Point and click adventure games – if you've ever both been interested in games and owned a computer at any point, it's good odds that you've experienced the frustration of one of these games in your time. That doesn't necessarily mean the genre's bad – Monkey Island and Chzo Mythos were stellar – it's just that these games have a heavy focus on (sometimes) nonsensical puzzle solving that can result in a hail of expletives. The latest of the anger-inducing lineage is Kathy Rain, a Clifftop Games title made in Adventure Game Studio that boasts a badass female protagonist and a strong focus on storytelling.
Games like these live or die on the strength of their plot – I'm happy to report that Kathy Rain has nine lives. Staggering in from a night out, her college roommate Eileen informs Kathy of some interesting news – a relative of Kathy's, Joseph, has passed away. Rain turns up to her grandfather's funeral, and soon begins to discover odd circumstances surrounding his death. What results is a feverishly addictive narrative being told that will leave you begging to find out more – it's split up into seven days, each of which can be done in an hour, so the game is ideal to be played in bitesize chunks while you attempt to unwind the mystery; and the mystery will occupy your mind even when you're not playing the game.
A key part of the point and click genre is the use of puzzles, and the success of these puzzles ultimately hinge on how much sense they make. Kathy Rain's puzzles are almost wholly sensible – not easy to work out, but if you're a rational thinker, you can come to a conclusion – not like in certain other games where one thinks “How the hell does that make any sense?”. Apart from one egregious example – how do tape cassettes work inside an image scanner?! – all the puzzles are satisfying. For example, there's a crabby old woman halfway through the game that you need to glean information from but she won't let a snoopy individual like yourself inside. How do you coax her out? If you survey the scene carefully, you might spot an odd glass object sitting on a banister on the veranda outside. Et voilà – she smokes. Offer her a cigarette and you've got her. By keeping its puzzles mostly sensible, Kathy Rain creates a challenge that doesn't interfere with the gameplay and storytelling but which also makes for a stern test for anyone interested in the genre.
The developers would like you to think that Kathy's the star of the story, but she's not. The game is remarkably well written and the characters – even the ones that function as little more than an information dispenser – are well-realised. The star of the show is the plot as a whole, due to how it engrosses us at every turn – what gets in the way is Kathy herself. Truth be told, she's meant to be seen as this cool female hero; in actuality she's just a boring try-hard. Kathy has dyed hair, wears boots and leather, hammers the point home about being an atheist, and rides a motorcycle, while dispensing nauseatingly “witty” one-liners – she's not a strong female character, she's just someone's sexual fantasy writ large. Worst still is how you can practically see and hear the writers of this game furiously aping actual strong and well-realised female characters that came before – think Buffy Summers and Veronica Mars – and all we get left with is a cheap and lazy facsimile of these characters, included only to give the game a seemingly neat twist -- in reality, Kathy Rain would be much the same if the protagonist was male. However, Rain's weak characterisation isn't enough to distract from the stellar storytelling, which, as noted, is the crown jewel of this game, and thankfully, the weaker parts of her presentation take a back seat as the plot unfolds.

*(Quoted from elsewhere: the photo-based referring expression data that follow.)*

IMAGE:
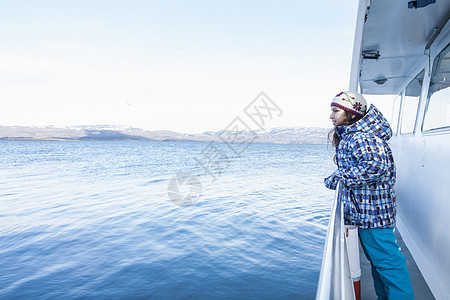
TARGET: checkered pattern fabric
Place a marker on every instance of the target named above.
(367, 170)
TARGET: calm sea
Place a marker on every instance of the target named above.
(94, 220)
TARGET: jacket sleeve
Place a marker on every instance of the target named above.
(332, 180)
(369, 161)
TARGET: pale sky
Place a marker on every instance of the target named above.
(187, 66)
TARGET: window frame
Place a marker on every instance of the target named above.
(445, 129)
(402, 106)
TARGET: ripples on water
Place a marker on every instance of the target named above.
(93, 220)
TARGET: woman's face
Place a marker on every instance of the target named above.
(337, 116)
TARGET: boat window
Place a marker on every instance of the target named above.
(437, 113)
(411, 103)
(395, 112)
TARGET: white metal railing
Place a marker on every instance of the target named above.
(335, 281)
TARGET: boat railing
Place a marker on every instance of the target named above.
(335, 281)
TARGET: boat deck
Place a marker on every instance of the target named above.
(420, 287)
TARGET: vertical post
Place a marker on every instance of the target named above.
(357, 43)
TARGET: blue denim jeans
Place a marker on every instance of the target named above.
(390, 275)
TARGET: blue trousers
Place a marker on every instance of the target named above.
(390, 275)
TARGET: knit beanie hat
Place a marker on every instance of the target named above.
(351, 102)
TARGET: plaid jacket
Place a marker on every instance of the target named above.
(366, 169)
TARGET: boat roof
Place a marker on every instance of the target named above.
(394, 41)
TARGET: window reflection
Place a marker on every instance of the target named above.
(438, 107)
(411, 103)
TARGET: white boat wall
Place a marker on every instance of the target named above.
(402, 49)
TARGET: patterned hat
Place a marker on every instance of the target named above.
(351, 102)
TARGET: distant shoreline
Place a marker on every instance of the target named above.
(292, 135)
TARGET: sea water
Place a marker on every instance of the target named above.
(94, 219)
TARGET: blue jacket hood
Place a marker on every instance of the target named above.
(373, 122)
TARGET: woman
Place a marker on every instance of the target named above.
(367, 172)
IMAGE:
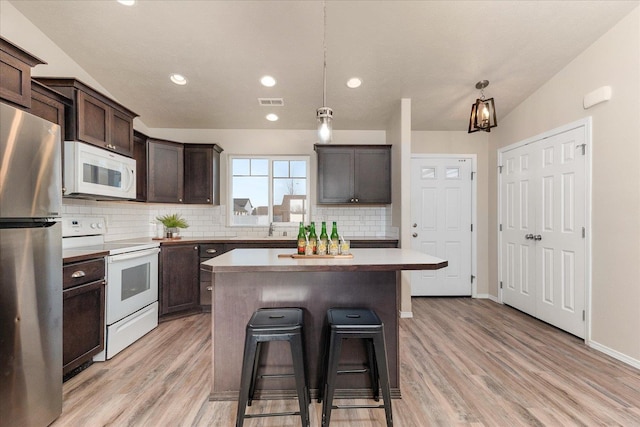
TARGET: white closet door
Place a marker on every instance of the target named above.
(561, 217)
(518, 221)
(441, 224)
(543, 207)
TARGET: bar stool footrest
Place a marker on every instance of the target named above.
(357, 407)
(272, 414)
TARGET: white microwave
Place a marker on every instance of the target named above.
(91, 172)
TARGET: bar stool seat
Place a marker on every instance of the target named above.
(273, 324)
(362, 323)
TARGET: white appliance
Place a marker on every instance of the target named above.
(132, 281)
(92, 172)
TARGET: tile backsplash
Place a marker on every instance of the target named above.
(126, 220)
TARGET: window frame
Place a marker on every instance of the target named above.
(270, 159)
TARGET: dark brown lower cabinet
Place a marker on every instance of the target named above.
(83, 313)
(179, 287)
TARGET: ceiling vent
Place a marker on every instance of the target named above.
(271, 102)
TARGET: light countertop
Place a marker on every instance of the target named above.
(374, 259)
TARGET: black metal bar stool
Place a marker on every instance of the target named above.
(360, 323)
(273, 324)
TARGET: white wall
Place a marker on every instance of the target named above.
(612, 60)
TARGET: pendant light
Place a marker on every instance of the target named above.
(483, 111)
(324, 114)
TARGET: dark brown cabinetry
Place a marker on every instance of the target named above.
(179, 273)
(172, 172)
(354, 174)
(15, 73)
(165, 171)
(82, 312)
(208, 251)
(202, 174)
(94, 118)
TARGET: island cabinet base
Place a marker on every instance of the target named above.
(236, 295)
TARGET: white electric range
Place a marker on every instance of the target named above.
(132, 281)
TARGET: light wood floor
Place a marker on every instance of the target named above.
(464, 362)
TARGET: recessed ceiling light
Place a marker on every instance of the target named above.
(178, 79)
(268, 81)
(354, 82)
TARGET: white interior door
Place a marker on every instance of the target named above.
(441, 215)
(543, 197)
(518, 222)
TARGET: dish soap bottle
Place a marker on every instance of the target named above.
(302, 239)
(335, 240)
(313, 238)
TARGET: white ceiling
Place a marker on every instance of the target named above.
(430, 51)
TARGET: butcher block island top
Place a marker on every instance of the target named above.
(262, 260)
(244, 280)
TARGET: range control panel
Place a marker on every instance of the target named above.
(83, 226)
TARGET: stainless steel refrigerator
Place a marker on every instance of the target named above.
(30, 270)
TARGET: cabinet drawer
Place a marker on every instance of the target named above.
(210, 250)
(82, 272)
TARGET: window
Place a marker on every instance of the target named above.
(268, 189)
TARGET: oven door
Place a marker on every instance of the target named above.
(132, 283)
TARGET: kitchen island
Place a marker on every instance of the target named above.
(244, 280)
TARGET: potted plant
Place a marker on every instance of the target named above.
(172, 222)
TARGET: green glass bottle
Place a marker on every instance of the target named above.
(334, 241)
(324, 240)
(302, 239)
(313, 238)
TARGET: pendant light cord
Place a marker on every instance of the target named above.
(324, 48)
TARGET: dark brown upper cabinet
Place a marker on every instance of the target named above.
(202, 174)
(165, 171)
(354, 174)
(172, 172)
(94, 118)
(15, 73)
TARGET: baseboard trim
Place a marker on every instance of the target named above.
(487, 296)
(615, 354)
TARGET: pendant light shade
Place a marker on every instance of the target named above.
(325, 126)
(483, 111)
(324, 114)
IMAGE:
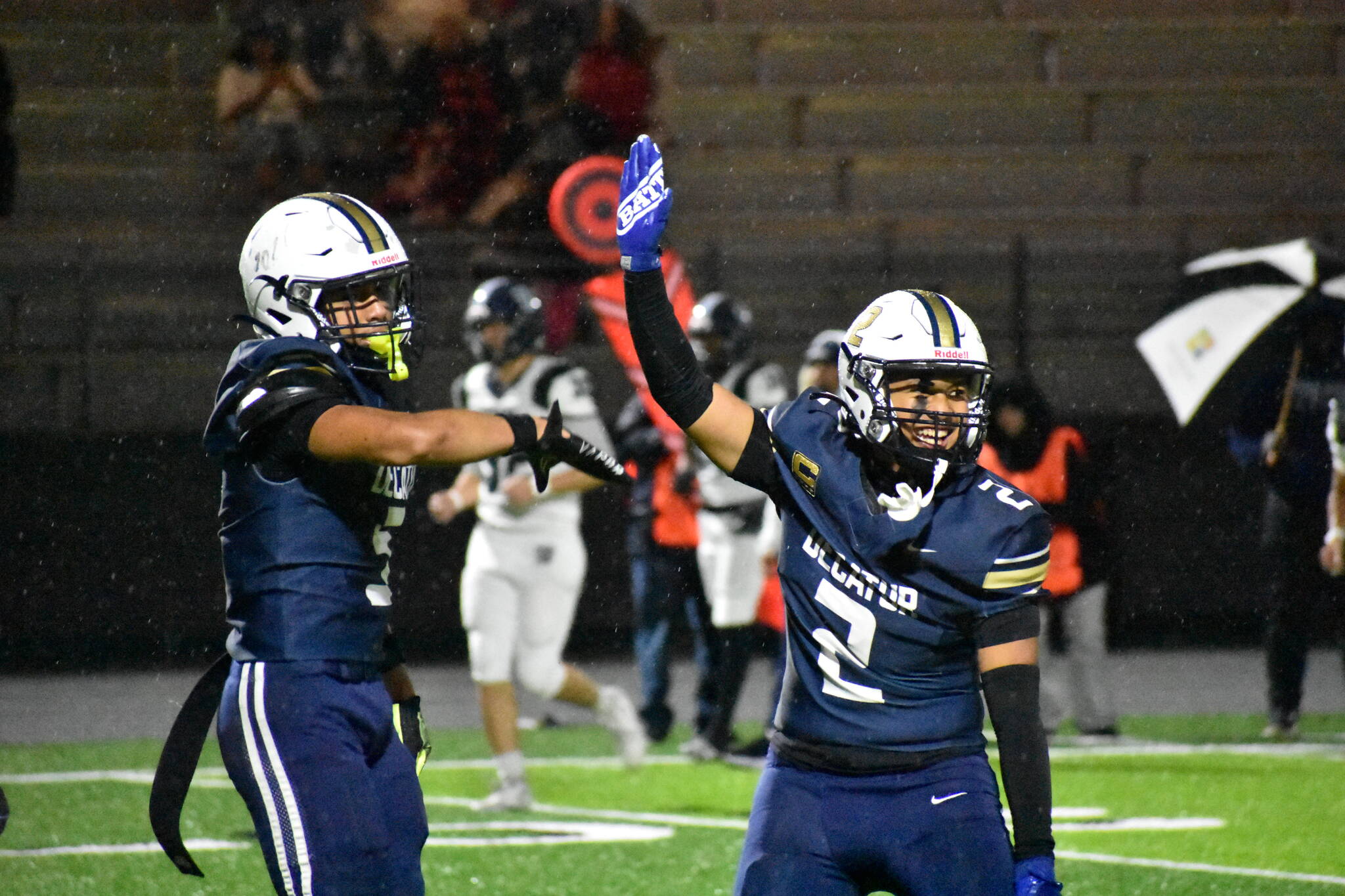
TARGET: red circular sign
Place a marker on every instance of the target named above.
(583, 209)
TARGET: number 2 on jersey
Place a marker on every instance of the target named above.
(856, 649)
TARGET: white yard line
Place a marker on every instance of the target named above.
(613, 815)
(84, 849)
(1141, 748)
(1200, 867)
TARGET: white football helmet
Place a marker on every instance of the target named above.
(914, 333)
(313, 251)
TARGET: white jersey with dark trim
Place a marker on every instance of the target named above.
(545, 381)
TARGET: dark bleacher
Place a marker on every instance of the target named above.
(821, 152)
(1047, 163)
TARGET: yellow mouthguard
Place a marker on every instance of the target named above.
(389, 345)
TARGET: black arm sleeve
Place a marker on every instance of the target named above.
(1012, 695)
(676, 379)
(1012, 625)
(757, 465)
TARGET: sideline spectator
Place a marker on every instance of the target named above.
(661, 538)
(731, 513)
(263, 98)
(1296, 465)
(9, 155)
(1051, 464)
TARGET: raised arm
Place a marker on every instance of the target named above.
(720, 422)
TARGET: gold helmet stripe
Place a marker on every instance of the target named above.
(373, 236)
(940, 319)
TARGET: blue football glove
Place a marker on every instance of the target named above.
(643, 211)
(1036, 876)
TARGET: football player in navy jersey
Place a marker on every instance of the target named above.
(317, 472)
(908, 576)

Thankfully, however, the presentation that this game has to offer is completely top notch. Kathy Rain utilises heavily-pixelated graphics that would be common to games like Day of the Tentacle, so it manages to emulate the visual vibe of LucasArts games from the 90s – a huge plus. Kathy Rain also looks very warm in its colour palette – even the drab and dirty locations of the game come with enveloping warmth to them. This serves to make the game all the more inviting, and will help to draw the player deeper and deeper into the convoluted mystery. Kathy Rain is completely immersive; in my first sitting with the game, I sat at my computer absolutely transfixed, and was jarred and alarmed by things like shouting outside or my phone ringing.It’s a game so deep that you'll find yourself snapping back to reality with any external stimulus.
Beautiful, and with a plot as sharp as razor wire, Kathy Rain is a future classic. A fantastic story wrapped up in gorgeous presentation values – the only thing stopping this from being an absolute 10/10 is the divisive protagonist. If you like games that prioritise plot, then strap yourself in for this one.
Kathy Rain (Reviewed on Windows)
Excellent. Look out for this one.
A fantastic story well told, superbly presented. When it comes to point and click adventures on Steam, Kathy reigns.